Use the Good Dishes is about living in appreciation every single day. It’s about filling your one wild and precious life with experiences that bring you joy and make you feel alive. It’s about being fully present, deserving, and joyful today, right now, wherever you are, whatever that means to you.
When all is said and done for me and I go to the giant Bloomingdales in the sky (or if I don’t start behaving better, the Nordstrom)(okay, fine, Macy’s - I REALLY like curse words), I hope I can say that I have taken big risks; that I have loved big, laughed loudly, and most of all, that I said yes to what I knew my soul needed, even when that seemed scary or downright impossible.
You just have this one life; just the one. And it’s happening now.

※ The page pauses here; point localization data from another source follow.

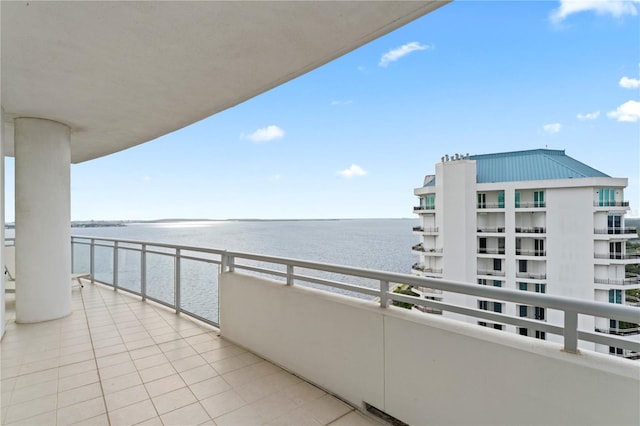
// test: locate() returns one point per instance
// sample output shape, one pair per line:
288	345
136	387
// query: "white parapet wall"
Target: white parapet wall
424	369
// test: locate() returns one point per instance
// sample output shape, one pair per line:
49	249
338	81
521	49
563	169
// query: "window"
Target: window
522	266
482	201
497	264
615	296
606	197
614	224
483	245
430	201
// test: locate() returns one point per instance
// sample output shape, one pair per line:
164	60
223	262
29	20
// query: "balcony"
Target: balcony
491	272
152	362
531	230
491	229
626	281
522	252
615	231
611	204
532	275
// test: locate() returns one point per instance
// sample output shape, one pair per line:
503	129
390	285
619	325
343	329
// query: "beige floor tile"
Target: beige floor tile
128	396
209	387
150	361
34	392
77	380
133	414
24	410
222	403
327	408
192	414
116	384
80	411
80	394
77	368
156	372
297	417
144	352
35	378
45	419
356	418
198	374
188	363
246	415
164	385
173	400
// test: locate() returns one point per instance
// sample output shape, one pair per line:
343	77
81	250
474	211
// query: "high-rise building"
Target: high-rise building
535	220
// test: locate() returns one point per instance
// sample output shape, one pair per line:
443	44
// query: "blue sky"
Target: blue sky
353	138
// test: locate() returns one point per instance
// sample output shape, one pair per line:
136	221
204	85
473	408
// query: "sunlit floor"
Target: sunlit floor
119	361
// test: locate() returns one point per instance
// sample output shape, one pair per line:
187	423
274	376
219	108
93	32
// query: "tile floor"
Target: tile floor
119	361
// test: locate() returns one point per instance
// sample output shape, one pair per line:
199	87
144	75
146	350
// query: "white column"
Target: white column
43	250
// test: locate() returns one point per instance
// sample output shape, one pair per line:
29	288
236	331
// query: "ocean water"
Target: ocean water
381	244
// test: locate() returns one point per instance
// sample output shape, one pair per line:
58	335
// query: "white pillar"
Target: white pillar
43	249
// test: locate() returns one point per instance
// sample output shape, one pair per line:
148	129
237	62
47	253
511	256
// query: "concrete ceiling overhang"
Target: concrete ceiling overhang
123	73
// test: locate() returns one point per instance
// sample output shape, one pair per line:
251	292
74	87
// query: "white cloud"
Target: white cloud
628	112
615	8
265	134
629	83
336	103
552	128
352	171
395	54
589	116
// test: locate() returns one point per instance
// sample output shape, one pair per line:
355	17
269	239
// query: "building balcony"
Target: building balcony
531	230
537	253
482	250
615	231
532	275
152	350
611	281
611	204
491	229
491	273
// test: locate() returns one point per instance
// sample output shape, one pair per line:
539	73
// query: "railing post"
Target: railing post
570	331
92	260
115	266
176	281
384	294
143	272
289	274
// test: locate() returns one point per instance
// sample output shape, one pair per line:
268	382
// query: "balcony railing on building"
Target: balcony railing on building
530	230
532	275
614	231
617	256
491	229
611	204
619	281
522	252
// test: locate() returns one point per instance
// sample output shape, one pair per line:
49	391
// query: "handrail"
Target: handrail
571	307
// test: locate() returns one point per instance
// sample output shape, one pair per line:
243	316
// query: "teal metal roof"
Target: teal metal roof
535	164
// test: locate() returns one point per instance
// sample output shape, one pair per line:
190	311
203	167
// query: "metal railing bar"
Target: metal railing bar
337	284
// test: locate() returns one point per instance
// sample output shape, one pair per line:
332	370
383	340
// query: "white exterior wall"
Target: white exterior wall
424	369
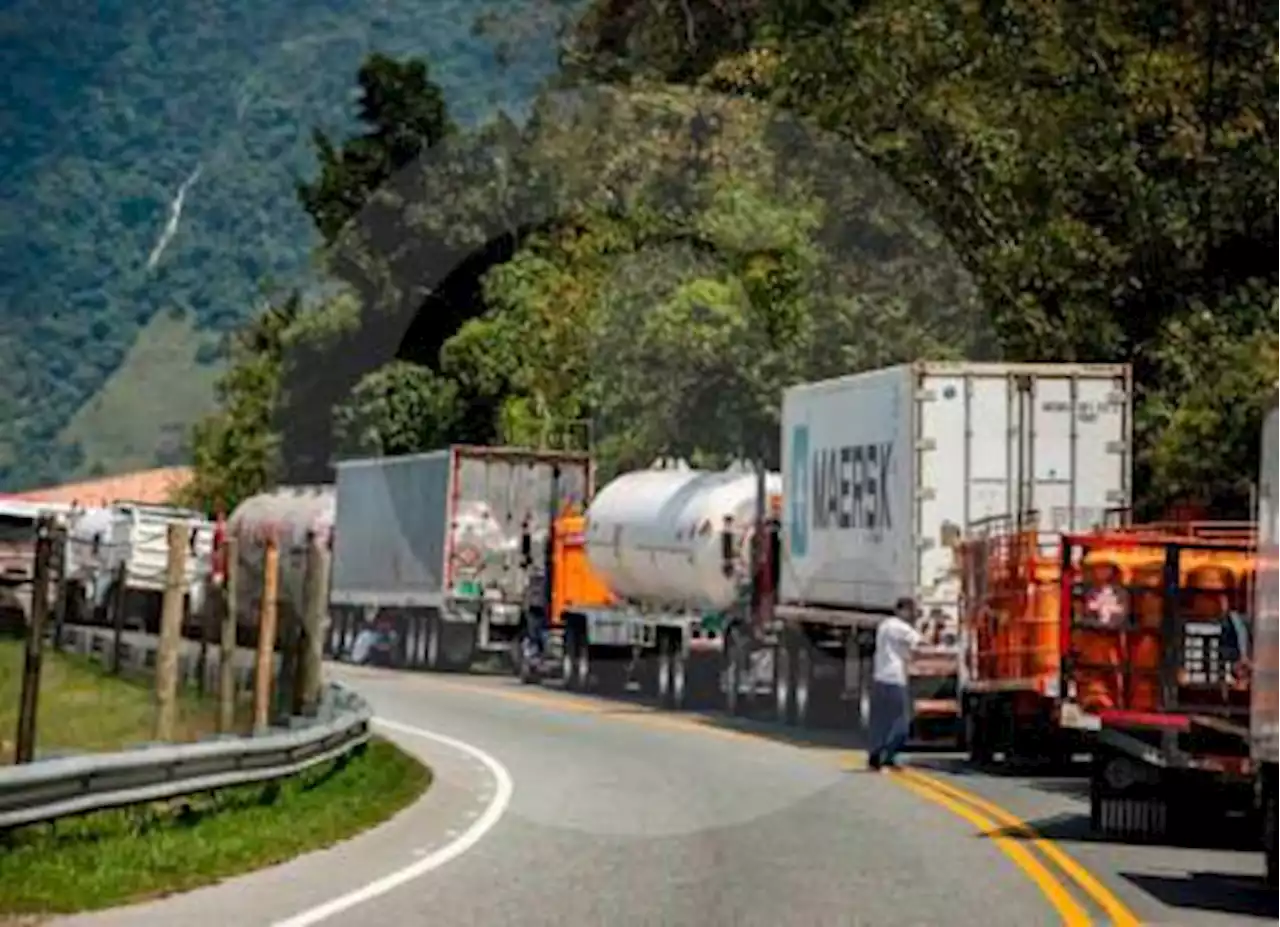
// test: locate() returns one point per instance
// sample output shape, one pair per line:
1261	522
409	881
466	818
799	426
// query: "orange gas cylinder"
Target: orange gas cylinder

We All Die. How Many of Us Truly Live?
I turned 40 this summer, a super scary number for me, both because of what it represents for women culturally (we’ll unite against the patriarchy in another post) and because it forced me to evaluate how fully, how joyously I’m living.
There were some gaps.
Here’s what I’m not going to do: I’m not going to climb Everest, or get a PhD, or run a marathon (sweet merciful Jesus, I don’t even want to type the word marathon, let alone run one). I’m just going to give myself permission to say yes to joy. I am going to be a relentless explorer of who I am and what I love and I’m going to say no to everything that isn’t that.

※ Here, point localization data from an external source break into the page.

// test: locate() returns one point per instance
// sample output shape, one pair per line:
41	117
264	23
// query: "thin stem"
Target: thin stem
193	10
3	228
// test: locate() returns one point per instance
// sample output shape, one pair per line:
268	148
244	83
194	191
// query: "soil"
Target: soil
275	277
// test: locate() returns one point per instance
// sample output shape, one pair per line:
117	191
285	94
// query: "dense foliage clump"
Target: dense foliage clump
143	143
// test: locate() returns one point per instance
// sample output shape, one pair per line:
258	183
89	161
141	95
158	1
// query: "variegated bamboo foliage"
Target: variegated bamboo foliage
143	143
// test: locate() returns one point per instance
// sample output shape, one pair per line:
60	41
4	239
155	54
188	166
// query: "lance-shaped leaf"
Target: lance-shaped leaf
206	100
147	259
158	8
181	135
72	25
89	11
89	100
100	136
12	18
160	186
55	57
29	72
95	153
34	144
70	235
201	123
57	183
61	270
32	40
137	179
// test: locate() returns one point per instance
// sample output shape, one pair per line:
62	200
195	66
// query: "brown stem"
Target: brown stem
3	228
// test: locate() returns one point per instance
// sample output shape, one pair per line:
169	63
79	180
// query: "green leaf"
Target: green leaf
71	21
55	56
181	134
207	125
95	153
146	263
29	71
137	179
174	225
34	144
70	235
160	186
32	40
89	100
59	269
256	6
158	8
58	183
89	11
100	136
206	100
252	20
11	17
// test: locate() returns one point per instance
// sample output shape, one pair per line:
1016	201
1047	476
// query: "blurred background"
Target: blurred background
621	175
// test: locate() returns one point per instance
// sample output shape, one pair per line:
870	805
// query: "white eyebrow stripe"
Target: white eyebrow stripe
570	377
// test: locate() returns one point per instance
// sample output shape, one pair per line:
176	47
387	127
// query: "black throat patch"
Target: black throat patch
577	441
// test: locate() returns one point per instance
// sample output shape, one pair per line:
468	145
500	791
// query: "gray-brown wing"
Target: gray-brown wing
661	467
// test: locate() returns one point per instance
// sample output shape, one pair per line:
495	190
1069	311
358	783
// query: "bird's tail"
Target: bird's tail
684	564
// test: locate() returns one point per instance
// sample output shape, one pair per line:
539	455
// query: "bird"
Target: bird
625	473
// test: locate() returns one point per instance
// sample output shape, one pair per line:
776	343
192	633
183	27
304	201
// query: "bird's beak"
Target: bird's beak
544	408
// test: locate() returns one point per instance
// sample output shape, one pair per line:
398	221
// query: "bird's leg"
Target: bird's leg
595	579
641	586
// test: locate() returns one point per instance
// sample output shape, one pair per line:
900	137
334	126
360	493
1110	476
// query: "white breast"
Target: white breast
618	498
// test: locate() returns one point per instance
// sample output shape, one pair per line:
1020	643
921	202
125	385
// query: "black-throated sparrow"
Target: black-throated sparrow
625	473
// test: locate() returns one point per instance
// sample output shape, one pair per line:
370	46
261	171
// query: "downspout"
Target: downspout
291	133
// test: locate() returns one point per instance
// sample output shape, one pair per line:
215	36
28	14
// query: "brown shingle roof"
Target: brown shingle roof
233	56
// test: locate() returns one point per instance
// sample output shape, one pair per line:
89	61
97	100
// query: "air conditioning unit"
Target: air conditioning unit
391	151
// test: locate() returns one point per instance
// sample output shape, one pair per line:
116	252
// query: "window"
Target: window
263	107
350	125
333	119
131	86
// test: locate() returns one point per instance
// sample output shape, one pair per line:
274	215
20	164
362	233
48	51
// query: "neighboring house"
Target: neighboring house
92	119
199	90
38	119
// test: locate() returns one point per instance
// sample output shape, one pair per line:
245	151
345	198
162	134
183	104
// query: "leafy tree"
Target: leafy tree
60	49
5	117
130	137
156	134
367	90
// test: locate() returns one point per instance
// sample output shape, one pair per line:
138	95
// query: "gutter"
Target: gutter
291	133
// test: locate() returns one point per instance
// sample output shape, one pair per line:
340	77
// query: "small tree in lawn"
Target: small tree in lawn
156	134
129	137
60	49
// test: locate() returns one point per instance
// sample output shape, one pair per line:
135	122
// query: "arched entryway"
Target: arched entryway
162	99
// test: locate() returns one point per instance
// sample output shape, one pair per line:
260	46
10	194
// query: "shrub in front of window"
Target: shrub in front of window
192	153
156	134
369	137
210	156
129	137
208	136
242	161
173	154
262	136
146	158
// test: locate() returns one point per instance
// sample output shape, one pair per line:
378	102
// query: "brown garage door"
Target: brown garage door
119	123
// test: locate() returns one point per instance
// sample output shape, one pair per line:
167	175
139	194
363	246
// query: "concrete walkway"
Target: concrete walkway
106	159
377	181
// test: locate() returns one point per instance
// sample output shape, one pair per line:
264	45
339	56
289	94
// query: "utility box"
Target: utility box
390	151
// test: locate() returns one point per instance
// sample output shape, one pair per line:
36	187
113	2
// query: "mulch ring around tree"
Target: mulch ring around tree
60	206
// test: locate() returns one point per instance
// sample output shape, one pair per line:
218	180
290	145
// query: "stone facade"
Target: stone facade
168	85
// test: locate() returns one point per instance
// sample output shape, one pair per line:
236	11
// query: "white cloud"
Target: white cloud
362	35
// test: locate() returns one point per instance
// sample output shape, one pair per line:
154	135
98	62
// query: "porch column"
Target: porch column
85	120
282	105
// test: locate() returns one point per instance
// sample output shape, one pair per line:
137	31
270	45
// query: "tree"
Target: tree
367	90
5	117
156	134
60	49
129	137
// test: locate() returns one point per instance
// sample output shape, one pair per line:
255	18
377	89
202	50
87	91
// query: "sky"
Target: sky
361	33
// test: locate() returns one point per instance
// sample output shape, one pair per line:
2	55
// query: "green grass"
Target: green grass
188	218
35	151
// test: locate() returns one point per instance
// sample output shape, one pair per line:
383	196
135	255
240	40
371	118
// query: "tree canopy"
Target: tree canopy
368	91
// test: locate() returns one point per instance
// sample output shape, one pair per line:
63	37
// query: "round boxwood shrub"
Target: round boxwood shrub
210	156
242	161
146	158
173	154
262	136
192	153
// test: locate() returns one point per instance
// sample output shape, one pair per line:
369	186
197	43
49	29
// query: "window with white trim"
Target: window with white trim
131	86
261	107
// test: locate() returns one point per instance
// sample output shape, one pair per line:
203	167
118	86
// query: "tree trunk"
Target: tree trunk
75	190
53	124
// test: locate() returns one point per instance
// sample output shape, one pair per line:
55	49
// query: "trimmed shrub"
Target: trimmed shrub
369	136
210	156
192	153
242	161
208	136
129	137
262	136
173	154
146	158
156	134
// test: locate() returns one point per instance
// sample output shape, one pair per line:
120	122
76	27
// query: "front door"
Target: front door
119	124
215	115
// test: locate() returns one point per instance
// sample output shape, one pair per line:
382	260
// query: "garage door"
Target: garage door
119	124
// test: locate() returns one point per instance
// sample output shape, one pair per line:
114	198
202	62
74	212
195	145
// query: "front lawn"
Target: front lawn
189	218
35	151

I am going to use the good dishes.
It won’t always be massages and $6 lattes (though I do expect to make liberal and reckless use of the #treatyoself hashtag). It will require me to explore pain and weaknesses both old and new, and to confront the places where I am cheating myself, where I’m not being true to myself, either out of fear or in order to accommodate someone else’s comfort or expectations. It’s a daunting task.
But in the words of Bukowski, “We are here to unlearn the teachings of church, state, and our educational system. We are here to kill war. We are here to drink beer. We are here to laugh at the odds and live our lives so well that Death will tremble to take us.”

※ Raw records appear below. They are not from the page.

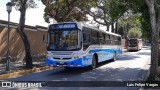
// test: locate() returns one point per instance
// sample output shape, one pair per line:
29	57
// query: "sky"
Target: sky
33	16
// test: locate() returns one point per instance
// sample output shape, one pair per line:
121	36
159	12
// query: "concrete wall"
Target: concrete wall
35	36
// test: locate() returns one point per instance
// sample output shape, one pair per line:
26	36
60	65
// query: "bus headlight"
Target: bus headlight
76	57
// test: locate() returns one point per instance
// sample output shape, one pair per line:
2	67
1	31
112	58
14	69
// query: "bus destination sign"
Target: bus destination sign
63	26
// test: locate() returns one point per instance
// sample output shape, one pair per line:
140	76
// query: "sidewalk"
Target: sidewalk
18	69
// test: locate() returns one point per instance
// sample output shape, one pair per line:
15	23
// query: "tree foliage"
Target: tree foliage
66	10
135	32
22	5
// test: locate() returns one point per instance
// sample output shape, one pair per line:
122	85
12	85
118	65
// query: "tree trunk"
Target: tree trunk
112	27
28	58
154	39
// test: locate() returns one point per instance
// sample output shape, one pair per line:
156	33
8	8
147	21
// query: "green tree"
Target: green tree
154	12
66	10
150	7
135	32
22	5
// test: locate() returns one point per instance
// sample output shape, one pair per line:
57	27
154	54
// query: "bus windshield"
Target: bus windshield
133	41
63	40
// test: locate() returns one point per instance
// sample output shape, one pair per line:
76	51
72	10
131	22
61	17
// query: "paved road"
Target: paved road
130	66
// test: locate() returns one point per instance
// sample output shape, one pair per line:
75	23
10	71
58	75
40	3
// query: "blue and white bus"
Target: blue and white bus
73	44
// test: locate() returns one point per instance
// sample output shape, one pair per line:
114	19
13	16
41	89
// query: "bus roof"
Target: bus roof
96	29
93	28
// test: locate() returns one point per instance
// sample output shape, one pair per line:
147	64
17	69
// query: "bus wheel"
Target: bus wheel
114	57
94	62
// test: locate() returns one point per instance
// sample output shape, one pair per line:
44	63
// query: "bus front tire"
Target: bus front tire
94	62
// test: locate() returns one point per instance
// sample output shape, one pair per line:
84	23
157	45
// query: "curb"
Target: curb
23	72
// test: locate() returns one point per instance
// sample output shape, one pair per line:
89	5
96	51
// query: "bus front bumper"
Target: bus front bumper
72	63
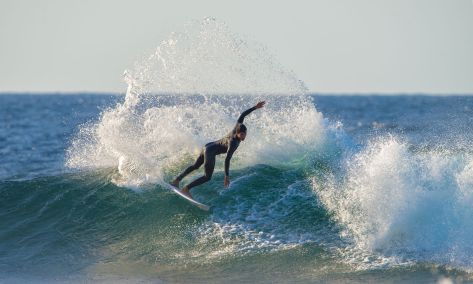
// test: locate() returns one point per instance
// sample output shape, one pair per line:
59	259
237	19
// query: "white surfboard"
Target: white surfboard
196	203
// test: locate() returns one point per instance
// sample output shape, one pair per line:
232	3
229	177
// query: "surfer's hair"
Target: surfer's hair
241	128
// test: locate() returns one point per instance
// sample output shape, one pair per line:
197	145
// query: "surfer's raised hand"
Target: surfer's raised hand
260	104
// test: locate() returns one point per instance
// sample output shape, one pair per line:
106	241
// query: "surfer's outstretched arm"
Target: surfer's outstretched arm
248	111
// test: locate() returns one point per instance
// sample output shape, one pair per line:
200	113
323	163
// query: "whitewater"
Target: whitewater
324	188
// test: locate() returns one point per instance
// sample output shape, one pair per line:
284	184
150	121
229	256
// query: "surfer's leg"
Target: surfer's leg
195	166
209	169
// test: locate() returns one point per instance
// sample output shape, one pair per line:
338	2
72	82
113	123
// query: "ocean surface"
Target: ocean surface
338	189
327	189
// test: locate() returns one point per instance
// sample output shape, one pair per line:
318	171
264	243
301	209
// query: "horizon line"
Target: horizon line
75	93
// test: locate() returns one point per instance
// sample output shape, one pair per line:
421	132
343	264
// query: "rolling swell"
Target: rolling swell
82	222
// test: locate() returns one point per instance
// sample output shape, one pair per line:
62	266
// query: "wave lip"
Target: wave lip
410	205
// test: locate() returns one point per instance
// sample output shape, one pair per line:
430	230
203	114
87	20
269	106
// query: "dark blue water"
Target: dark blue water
279	223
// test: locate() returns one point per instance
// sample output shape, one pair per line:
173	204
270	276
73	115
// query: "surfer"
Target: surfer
227	144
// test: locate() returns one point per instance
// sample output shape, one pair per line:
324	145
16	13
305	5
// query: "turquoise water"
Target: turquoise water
382	193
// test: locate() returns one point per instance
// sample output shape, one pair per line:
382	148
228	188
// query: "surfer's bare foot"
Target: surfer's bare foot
186	192
175	183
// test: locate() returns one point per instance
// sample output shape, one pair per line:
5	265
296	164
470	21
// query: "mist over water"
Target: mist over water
372	188
191	91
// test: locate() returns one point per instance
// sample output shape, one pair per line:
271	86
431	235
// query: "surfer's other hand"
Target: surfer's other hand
260	104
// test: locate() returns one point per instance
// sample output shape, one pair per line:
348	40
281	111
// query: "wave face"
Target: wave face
190	92
412	205
374	189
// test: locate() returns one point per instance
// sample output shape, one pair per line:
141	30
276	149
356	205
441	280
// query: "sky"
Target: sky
334	46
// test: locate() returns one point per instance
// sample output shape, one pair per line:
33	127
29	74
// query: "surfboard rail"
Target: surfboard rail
192	201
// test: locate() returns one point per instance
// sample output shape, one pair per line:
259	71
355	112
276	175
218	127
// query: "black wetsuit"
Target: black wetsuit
227	144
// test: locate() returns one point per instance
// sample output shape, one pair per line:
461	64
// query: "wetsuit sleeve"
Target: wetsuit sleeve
231	149
245	113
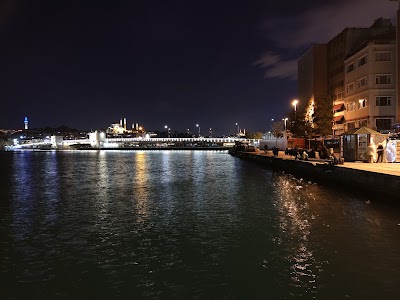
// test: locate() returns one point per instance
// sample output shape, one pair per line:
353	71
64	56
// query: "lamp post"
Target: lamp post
197	125
168	130
294	103
284	121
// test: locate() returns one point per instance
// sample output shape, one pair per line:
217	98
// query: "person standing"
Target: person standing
379	151
369	153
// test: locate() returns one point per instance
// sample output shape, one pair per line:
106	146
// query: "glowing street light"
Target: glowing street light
285	120
294	103
168	130
197	125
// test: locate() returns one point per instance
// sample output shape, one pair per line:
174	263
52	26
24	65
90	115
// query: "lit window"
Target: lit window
383	56
350	106
363	123
350	88
362	61
383	101
350	68
383	79
362	82
362	103
383	124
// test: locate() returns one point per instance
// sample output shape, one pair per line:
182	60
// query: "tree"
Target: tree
323	115
277	131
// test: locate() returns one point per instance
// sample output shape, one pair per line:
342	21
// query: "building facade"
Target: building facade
354	60
370	87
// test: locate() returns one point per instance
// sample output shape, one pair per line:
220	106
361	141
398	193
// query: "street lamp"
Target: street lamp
294	103
285	120
197	125
168	130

(I went in search of photos of myself living my best life and here they are - dressed like Cinderella; pretending to be the Eiffel Tower; drunk at a Bills game; with my baby on the beach; and using my sock bun as a vase - alcohol may also have been involved. Clearly I have work to do.)
I have a lot to learn about myself, and maybe just as much to unlearn. Maybe I’ll change and maybe I won’t. Maybe I’ll live a really big life full of noteworthy accomplishments, or maybe it will be simple but satisfying. It’s up to me to decide, and more importantly, it’s up to me to claim it either way.
It is very possible – likely even – that I will break things, chip things, scuff and scratch them. But one thing is for sure: I’m not leaving anything in the cabinet anymore.